Stocks lower as investors watch Washington

Stocks lower on Wall Street as investors watch Washington; big gain for Best Buy

12/13/2012
ASSOCIATED PRESS
FILE - In this Tuesday, Dec. 11, 2012, file photo, Trader Frederick Reimer, right, works on the floor of the New York Stock Exchange. Stocks opened close to break-even Thursday after the government said weekly applications for unemployment benefits fell to the second-lowest level this year. (AP Photo/Richard Drew, file)
FILE - In this Tuesday, Dec. 11, 2012, file photo, Trader Frederick Reimer, right, works on the floor of the New York Stock Exchange. Stocks opened close to break-even Thursday after the government said weekly applications for unemployment benefits fell to the second-lowest level this year. (AP Photo/Richard Drew, file)

NEW YORK — Stocks were slipping today on Wall Street after more signs of tension emerged from federal budget talks in Washington.

The Dow Jones industrial average was down 31 points at 13,214 as of 11:50 a.m. The Standard & Poor's 500 index was down five points at 1,423. The Nasdaq composite index was down nine at 3,005.

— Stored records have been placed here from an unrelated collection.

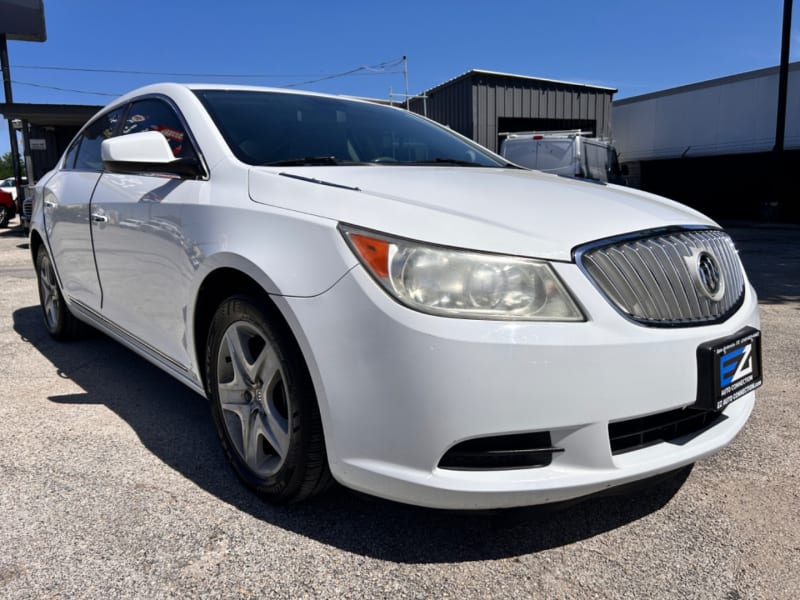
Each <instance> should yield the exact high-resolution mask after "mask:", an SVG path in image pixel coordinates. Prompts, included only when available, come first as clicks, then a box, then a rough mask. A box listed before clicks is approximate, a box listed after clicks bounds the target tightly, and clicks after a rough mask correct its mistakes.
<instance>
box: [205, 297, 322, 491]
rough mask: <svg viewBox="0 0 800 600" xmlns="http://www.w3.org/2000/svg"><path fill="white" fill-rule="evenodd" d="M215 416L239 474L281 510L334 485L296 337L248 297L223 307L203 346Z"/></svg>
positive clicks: (211, 413)
mask: <svg viewBox="0 0 800 600" xmlns="http://www.w3.org/2000/svg"><path fill="white" fill-rule="evenodd" d="M206 374H207V377H206V379H207V392H208V398H209V401H210V404H211V414H212V417H213V419H214V424H215V426H216V428H217V433H218V435H219V437H220V440H221V442H222V446H223V448H224V449H225V453H226V455H227V457H228V460H229V461H230V463H231V465H232V466H233V468H234V470H235V471H236V474H237V475H238V476H239V478H240V479H241V480H242V481H244V483H245V484H246V485H247V486H249V487H250V488H252V489H253V490H255V491H256V492H257V493H258V494H259V495H261V496H262V497H264V498H265V499H267V500H269V501H270V502H274V503H277V504H283V503H289V502H298V501H301V500H304V499H306V498H308V497H310V496H313V495H315V494H318V493H320V492H322V491H323V490H325V489H326V488H327V487H328V486H329V485H330V483H331V481H332V480H331V475H330V471H329V468H328V461H327V455H326V453H325V441H324V437H323V432H322V421H321V419H320V413H319V407H318V405H317V400H316V396H315V394H314V390H313V386H312V384H311V378H310V376H309V374H308V370H307V368H306V366H305V362H304V361H303V359H302V356H301V354H300V351H299V349H298V347H297V345H296V343H295V342H294V338H293V337H292V335H291V333H290V332H289V331H288V328H286V327H285V326H283V322H282V320H281V319H279V318H275V316H274V313H273V312H272V311H270V310H269V309H268V308H267V307H266V306H265V305H264V304H263V303H261V302H259V301H258V300H257V299H255V298H253V297H249V296H233V297H230V298H228V299H227V300H225V301H224V302H222V304H221V305H220V306H219V308H218V309H217V311H216V313H215V315H214V317H213V319H212V322H211V326H210V328H209V334H208V341H207V346H206Z"/></svg>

In Washington, House Speaker John Boehner said that the White House was so resistant to cutting government spending that it risked pushing the country off the “fiscal cliff.”

The “cliff” is tax increases and government spending cuts that take effect Jan. 1 unless Congress and the White House reach a deal to avert them. Economists have warned that the “cliff” could eventually lead to a recession in the United States.

The downturn came despite the fact that applications for unemployment benefits fell sharply for the fourth straight week, a hopeful sign that layoffs are easing. Applications fell 29,000 last week to 343,000, the second-lowest this year, the Labor Department reported.

On Wall Street, health care stocks fell the most, and consumer staples stocks were down only slightly. All 10 categories of stock in the S&P 500 index were lower.

Best Buy shot up $2.07, or 17 percent, to $14.25 after a newspaper reported that the founder of the troubled electronics chain will make a bid of up to $6 billion for the company by the end of the week.

CVS Caremark climbed $1.05, or 2 percent, to $48.60 after predicting profit next year that was ahead of Wall Street expectations. The company also raised its dividend.

On Wednesday, the Dow Jones industrial average declined for the first day in five. Stocks rallied in the afternoon after the Federal Reserve tied its pledge of super-low interest rates to an improvement in the unemployment rate, but the rally faded.

The Fed said it would hold interest rates super-low until the unemployment rate drops below 6.5 percent, a threshold the Fed believes may not be breached until the end of 2015. The rate is 7.7 percent today.

The Dow's close Wednesday of 13,245 put it within a point of its close on Election Day. After the election, stocks slid 5 percent as investors began to fret about the “fiscal cliff,” but stocks have drifted back higher recently.

“I don't think anyone expected the markets to hold up this well as we get closer and closer to the deadline,” said Randy Frederick, managing director of active trading and derivatives for Charles Schwab in Austin, Texas.

“Two possibilities: Either the markets are convinced that they'll reach some sort of agreement, or the markets don't care,” Mr. Frederick said.

Among individual stocks:

— Google gained $7.46, or 1 percent, to $705.02 after releasing an updated map application for the iPhone. Google Maps came pre-loaded on previous iPhones but was dropped for the much-derided Apple Maps earlier this year.

— SolarCity, which installs rooftop solar panels, began trading on the Nasdaq under the symbol SCTY. Shares were priced at $8 and shot to $10.45 in the opening minutes. Elon Musk, founder of PayPal and Tesla Motors, is the company's chairman.

— Clearwire, a struggling provider of mobile Internet access services, jumped 35 cents to $3.10 in heavy trading after Sprint Nextel offered to buy out the minority shareholders of the company for $2.1 billion, giving Sprint total control.